Кусты руками раздвигая,

Идет разбойник д’череа лес…

    Ждет разбойник, сжимая кистень в руках, не подозревая, что богатый седок — его отец. И вот уже…

С разбитым черепом на землю

Упало тело д’ямщика…

    А вот в седок прикончен, но не до корысти лиходею, узнавшему в убитом своего родителя, — проклят он на веки вечные.

    Песня была наивно-назидательная — вот, мол, что ждет дурного человека в наказание за неправедную жизнь.

    Окончив петь, Аким продолжал сыпуче раскидывать обрывки мелодий, то так, то этак повторяя напевы.

    — Па, давай «Матушку», — предложила Полина и смутилась до блеска в глазах, словно не подобало ей решать, что петь.

    Аким понимающе улыбнулся, расстегнул пуговицу на воротнике рубахи, шумно потер ладонью о ладонь и, посерьезнев, как-то по-новому принялся наигрывать.

    Тонко заныла-заплакала балалайка, Полина, словно откликаясь на ее зов, запела хорошо и стройно, уже не смущаясь. Так самая несмелая мать преображается, охраняя дитя.

Матушка, матушка, что во поле пыльно? Сударыня матушка, что во поле пыльно?..

    Ах, песни, песни!.. Разве не все в них? Разве дано человеку сказать о себе по-иному полно и хорошо?

    Пела Полина, перекрывая то родниково-звонкую, то стонущую музыку струн, и Аким, ставший напряженно строгим, глядел на дочь так, словно говорил: «Слушайте. Хорошо это».

Матушка, матушка, на двор гости едут, Сударыня матушка, на двор гости едут!..

    Чувствуя комок в горле. Долотов торопливо закурил и судорожно затянулся. Но песня уже овладела им, и не было сил пересилить самого себя, справиться с колкой болью в глазах. Долотов глядел на Полину, на Акима, время от времени молодецки вскидывавшего голову, как, наверное, делал когда-то, когда на месте теперешнего голого темени с прилипшими к нему редкими волосами была настоящая шевелюра; видел старушку, мило глядевшую на Акима, на Полину, и думал, что все они — да и сам он! — вышли из некогда большой семьи, где были и старики со своими немощами, и старухи, пекущиеся о нравах невесток и здоровье внуков, и молодые парни, женатые и неженатые, лентяи и работники, озорники и тихони; были в доме молодые сильные женщины — дочери, жены — лукавые, смирные, хохотуньи, плясуньи, певуньи… И вот разошлись, разбрелись кто куда, осталось от всего рода разорванное звено, обеднел дом голосами, духом живым, да и на месте дома — вот эта избушка с желтыми, до костяной гладкости промытыми стенами, в которых тесно душе, тесно песне.

    «Как много нужно понимать, на скольких людей распространиться, чтобы иметь основание любить или не любить кого-то из них, осуждать или оправдывать!» — думал Долотов, поражаясь простоте этой мысли.

Матушка, матушка, образа снимают.
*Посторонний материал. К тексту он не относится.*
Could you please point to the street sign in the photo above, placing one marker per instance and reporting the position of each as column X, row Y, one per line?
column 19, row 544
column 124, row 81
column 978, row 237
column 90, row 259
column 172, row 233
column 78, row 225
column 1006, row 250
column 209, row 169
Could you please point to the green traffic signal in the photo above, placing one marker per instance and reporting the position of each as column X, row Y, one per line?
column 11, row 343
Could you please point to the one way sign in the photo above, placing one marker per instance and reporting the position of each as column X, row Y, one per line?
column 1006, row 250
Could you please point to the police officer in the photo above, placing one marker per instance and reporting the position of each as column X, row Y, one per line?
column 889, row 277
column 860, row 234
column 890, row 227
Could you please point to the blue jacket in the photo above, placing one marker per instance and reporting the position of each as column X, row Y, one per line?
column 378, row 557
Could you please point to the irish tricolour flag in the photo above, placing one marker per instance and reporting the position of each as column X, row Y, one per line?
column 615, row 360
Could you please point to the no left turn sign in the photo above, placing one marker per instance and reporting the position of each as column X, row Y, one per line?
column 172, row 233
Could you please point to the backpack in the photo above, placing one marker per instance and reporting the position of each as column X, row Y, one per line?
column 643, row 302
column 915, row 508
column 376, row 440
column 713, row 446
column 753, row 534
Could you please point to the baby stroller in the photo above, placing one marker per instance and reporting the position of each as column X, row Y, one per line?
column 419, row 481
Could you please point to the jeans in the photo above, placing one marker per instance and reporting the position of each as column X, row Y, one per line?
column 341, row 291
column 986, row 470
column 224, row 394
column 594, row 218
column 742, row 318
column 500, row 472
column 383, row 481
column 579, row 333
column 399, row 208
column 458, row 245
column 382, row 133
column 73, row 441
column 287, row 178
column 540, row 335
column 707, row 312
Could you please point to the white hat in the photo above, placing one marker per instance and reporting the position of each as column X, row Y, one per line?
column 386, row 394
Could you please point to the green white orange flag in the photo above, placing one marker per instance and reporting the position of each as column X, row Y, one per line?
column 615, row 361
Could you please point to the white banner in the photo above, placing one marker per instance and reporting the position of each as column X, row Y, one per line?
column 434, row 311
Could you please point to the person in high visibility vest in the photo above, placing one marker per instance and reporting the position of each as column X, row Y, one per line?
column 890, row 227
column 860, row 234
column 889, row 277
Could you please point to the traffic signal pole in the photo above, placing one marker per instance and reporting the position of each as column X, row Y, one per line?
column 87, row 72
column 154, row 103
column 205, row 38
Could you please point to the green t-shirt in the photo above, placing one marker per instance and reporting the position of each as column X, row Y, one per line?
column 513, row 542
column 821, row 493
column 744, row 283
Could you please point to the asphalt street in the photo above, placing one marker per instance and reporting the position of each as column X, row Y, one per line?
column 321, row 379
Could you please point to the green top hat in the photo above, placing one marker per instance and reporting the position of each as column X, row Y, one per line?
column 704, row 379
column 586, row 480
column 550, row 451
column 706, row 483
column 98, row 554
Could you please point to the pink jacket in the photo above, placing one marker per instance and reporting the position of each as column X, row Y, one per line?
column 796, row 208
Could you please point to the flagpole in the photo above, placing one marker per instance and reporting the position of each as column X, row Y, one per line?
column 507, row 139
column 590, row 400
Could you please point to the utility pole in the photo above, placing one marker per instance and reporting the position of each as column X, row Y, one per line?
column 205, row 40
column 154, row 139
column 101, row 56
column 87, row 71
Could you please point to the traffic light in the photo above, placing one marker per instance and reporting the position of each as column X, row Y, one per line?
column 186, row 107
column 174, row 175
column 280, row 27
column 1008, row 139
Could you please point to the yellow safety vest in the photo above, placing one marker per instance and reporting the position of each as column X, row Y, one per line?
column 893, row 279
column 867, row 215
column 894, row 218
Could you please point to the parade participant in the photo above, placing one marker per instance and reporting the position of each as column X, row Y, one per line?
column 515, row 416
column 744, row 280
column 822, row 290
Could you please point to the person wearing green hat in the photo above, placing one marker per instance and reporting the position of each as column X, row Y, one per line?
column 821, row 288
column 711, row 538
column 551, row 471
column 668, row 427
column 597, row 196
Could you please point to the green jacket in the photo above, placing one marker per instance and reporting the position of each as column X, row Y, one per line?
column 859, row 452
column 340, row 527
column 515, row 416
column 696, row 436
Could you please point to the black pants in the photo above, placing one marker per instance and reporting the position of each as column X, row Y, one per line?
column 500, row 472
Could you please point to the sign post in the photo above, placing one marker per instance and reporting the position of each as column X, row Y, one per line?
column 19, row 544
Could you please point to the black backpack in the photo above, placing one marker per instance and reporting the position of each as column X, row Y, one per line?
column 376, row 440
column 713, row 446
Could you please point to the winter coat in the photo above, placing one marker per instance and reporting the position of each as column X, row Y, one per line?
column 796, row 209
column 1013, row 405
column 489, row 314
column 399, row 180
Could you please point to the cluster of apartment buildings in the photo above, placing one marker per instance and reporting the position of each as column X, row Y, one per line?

Сударыня матушка, меня благословляют…

    — Эх, мне бы силенок поболе, — вздохнул Аким, откладывая балалайку. — Я б те спел!
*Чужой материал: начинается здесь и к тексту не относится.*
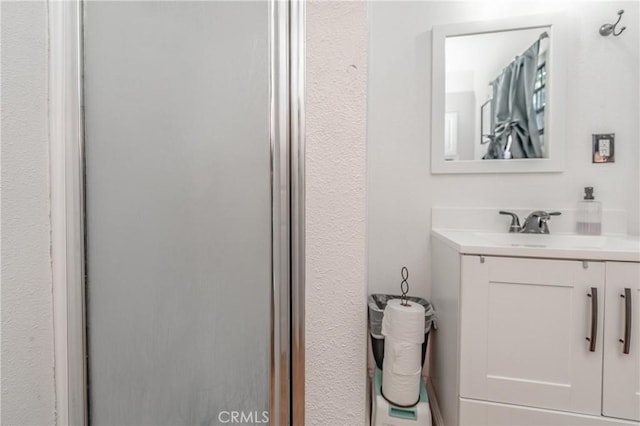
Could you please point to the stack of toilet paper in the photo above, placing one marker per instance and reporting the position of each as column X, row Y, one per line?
column 403, row 331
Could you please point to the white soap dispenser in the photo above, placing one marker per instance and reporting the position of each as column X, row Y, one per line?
column 589, row 214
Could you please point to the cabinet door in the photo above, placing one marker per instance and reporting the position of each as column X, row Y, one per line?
column 621, row 379
column 524, row 330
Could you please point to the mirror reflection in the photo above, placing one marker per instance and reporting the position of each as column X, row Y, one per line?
column 495, row 95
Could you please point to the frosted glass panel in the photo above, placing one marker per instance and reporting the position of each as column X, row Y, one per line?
column 178, row 211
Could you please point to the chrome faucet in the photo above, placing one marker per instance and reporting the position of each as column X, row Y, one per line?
column 535, row 223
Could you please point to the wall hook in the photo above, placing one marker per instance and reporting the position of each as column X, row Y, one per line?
column 608, row 29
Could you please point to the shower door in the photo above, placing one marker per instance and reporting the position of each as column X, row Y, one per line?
column 179, row 156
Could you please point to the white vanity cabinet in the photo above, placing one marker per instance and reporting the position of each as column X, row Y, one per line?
column 535, row 340
column 621, row 371
column 524, row 329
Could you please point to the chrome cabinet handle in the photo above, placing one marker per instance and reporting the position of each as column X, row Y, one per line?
column 594, row 319
column 627, row 321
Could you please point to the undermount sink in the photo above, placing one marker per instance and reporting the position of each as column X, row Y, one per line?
column 567, row 246
column 560, row 241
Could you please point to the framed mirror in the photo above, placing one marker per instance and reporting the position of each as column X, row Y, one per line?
column 499, row 96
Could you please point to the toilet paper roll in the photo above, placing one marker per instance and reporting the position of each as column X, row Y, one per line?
column 401, row 389
column 404, row 323
column 402, row 357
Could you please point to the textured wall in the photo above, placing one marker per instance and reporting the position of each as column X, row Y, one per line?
column 602, row 97
column 27, row 323
column 335, row 213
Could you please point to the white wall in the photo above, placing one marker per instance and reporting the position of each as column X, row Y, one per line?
column 335, row 213
column 602, row 97
column 27, row 322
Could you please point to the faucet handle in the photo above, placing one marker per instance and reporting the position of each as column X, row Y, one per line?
column 515, row 221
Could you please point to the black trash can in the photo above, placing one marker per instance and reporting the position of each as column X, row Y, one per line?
column 377, row 303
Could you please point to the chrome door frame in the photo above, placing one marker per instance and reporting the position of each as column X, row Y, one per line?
column 66, row 121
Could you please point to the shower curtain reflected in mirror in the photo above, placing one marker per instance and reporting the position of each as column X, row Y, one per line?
column 515, row 133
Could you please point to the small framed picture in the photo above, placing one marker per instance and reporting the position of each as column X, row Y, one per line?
column 603, row 148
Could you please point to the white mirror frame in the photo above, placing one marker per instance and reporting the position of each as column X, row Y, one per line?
column 556, row 96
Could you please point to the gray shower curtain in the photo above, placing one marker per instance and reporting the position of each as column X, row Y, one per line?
column 516, row 131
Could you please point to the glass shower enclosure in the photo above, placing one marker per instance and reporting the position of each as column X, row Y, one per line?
column 192, row 195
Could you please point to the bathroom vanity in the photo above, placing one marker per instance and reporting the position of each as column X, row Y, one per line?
column 536, row 329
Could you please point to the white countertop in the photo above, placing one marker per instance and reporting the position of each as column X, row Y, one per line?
column 560, row 246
    — Если б молодость знала, если б старость могла! — сказал вдруг оказавшийся на пороге парень, взглядом спрашивая Долотова: так ведь?

    — Ишь ты! — встрепенулся Аким. — Поясни, учитель. Тот повторил.
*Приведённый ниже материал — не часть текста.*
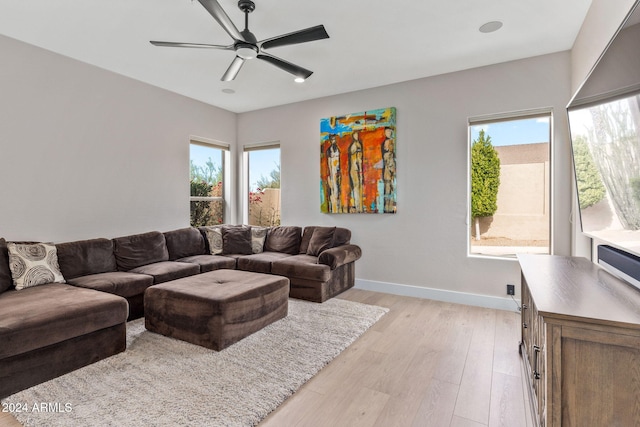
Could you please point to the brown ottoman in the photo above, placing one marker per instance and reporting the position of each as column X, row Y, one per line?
column 216, row 309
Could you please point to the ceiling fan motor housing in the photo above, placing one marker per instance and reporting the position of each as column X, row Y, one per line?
column 247, row 6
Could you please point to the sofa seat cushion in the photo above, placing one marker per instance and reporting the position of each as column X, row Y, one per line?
column 302, row 266
column 260, row 263
column 210, row 262
column 167, row 270
column 36, row 317
column 120, row 283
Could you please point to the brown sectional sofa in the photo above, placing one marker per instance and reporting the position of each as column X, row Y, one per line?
column 42, row 327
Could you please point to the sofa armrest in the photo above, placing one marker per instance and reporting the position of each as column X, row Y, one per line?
column 340, row 255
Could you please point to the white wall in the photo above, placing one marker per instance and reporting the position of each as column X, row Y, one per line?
column 88, row 153
column 424, row 245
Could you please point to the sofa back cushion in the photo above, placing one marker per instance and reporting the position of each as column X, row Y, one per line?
column 236, row 239
column 285, row 239
column 184, row 242
column 321, row 239
column 341, row 236
column 140, row 249
column 5, row 272
column 85, row 257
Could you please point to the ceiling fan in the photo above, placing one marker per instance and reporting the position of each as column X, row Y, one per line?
column 245, row 44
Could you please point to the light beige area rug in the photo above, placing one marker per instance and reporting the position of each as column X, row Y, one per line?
column 160, row 381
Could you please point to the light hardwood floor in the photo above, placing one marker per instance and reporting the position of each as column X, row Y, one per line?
column 425, row 363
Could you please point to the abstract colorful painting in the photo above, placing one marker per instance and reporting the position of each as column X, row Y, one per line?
column 358, row 162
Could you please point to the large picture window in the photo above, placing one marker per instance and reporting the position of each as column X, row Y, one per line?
column 509, row 183
column 206, row 177
column 262, row 165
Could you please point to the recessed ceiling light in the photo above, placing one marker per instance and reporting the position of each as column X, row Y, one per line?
column 490, row 27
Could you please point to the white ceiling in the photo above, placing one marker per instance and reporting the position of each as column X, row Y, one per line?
column 372, row 42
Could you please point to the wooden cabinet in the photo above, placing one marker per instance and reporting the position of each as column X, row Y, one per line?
column 580, row 343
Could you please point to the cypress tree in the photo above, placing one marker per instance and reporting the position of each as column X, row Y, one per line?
column 485, row 179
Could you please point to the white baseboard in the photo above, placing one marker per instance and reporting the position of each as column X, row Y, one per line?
column 439, row 295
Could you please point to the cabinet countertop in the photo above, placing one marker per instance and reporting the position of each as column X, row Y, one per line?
column 572, row 288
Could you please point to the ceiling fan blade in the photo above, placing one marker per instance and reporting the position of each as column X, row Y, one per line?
column 233, row 69
column 296, row 70
column 218, row 13
column 307, row 35
column 194, row 45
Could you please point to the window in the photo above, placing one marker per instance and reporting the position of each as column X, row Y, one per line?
column 509, row 185
column 262, row 163
column 207, row 177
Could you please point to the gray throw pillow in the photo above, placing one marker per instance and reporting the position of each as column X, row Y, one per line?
column 321, row 240
column 236, row 240
column 258, row 236
column 33, row 264
column 214, row 238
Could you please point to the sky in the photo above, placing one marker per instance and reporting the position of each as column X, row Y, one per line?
column 514, row 132
column 261, row 162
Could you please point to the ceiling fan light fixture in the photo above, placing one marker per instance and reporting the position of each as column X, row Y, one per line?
column 247, row 51
column 490, row 27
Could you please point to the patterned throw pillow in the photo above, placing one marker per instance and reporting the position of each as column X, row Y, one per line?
column 33, row 264
column 214, row 237
column 258, row 236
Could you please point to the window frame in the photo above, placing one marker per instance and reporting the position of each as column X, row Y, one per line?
column 246, row 167
column 509, row 117
column 225, row 160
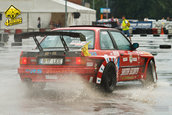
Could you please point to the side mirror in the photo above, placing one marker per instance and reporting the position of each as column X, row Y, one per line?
column 135, row 46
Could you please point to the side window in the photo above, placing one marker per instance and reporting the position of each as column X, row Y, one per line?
column 105, row 41
column 121, row 42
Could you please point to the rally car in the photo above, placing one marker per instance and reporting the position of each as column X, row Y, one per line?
column 100, row 55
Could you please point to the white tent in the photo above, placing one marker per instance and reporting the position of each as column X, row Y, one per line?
column 46, row 10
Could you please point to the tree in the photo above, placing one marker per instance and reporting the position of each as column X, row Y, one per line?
column 136, row 9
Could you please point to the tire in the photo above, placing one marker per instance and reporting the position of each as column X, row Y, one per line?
column 109, row 78
column 150, row 75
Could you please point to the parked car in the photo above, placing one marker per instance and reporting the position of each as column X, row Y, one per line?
column 100, row 55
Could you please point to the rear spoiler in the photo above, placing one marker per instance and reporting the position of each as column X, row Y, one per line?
column 52, row 33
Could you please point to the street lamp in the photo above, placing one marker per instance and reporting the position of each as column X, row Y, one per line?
column 65, row 13
column 93, row 4
column 107, row 5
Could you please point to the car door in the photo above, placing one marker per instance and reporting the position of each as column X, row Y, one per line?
column 129, row 59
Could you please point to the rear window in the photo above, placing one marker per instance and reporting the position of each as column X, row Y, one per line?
column 54, row 41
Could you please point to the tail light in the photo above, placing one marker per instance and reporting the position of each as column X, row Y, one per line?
column 23, row 60
column 75, row 61
column 78, row 60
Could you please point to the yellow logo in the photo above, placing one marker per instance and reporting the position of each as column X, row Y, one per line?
column 85, row 49
column 11, row 13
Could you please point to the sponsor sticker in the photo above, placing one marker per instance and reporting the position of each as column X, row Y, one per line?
column 125, row 59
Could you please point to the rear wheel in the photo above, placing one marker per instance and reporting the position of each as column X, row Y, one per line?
column 109, row 78
column 150, row 75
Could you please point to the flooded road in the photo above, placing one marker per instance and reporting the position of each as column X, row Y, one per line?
column 128, row 99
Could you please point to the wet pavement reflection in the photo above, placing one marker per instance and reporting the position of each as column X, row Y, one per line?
column 129, row 98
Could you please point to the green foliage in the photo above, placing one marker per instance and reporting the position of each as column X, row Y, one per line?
column 136, row 9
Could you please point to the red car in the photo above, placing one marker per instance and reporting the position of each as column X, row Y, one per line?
column 100, row 55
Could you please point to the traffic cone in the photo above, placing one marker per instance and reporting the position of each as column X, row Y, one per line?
column 162, row 30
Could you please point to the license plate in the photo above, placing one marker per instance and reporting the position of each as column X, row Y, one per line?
column 51, row 77
column 55, row 77
column 51, row 61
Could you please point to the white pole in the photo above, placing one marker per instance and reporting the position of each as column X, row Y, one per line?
column 65, row 13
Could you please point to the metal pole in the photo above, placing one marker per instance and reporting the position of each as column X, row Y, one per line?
column 65, row 13
column 107, row 4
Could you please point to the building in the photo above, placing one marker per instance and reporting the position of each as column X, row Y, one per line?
column 50, row 12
    — Дураки выдумали. Вроде тебя, — досадливо усмехнулся Аким. — Ты смолоду накуролесь чего положено, детей нарожай, пока кровь бабы просит, пока печенки свои не прокурил да не пропил. А ума сподобисси. Во благовремение. Ежели не дураком уродился.

    — В двадцать лет ума нет, не будет! — снова изрек парень.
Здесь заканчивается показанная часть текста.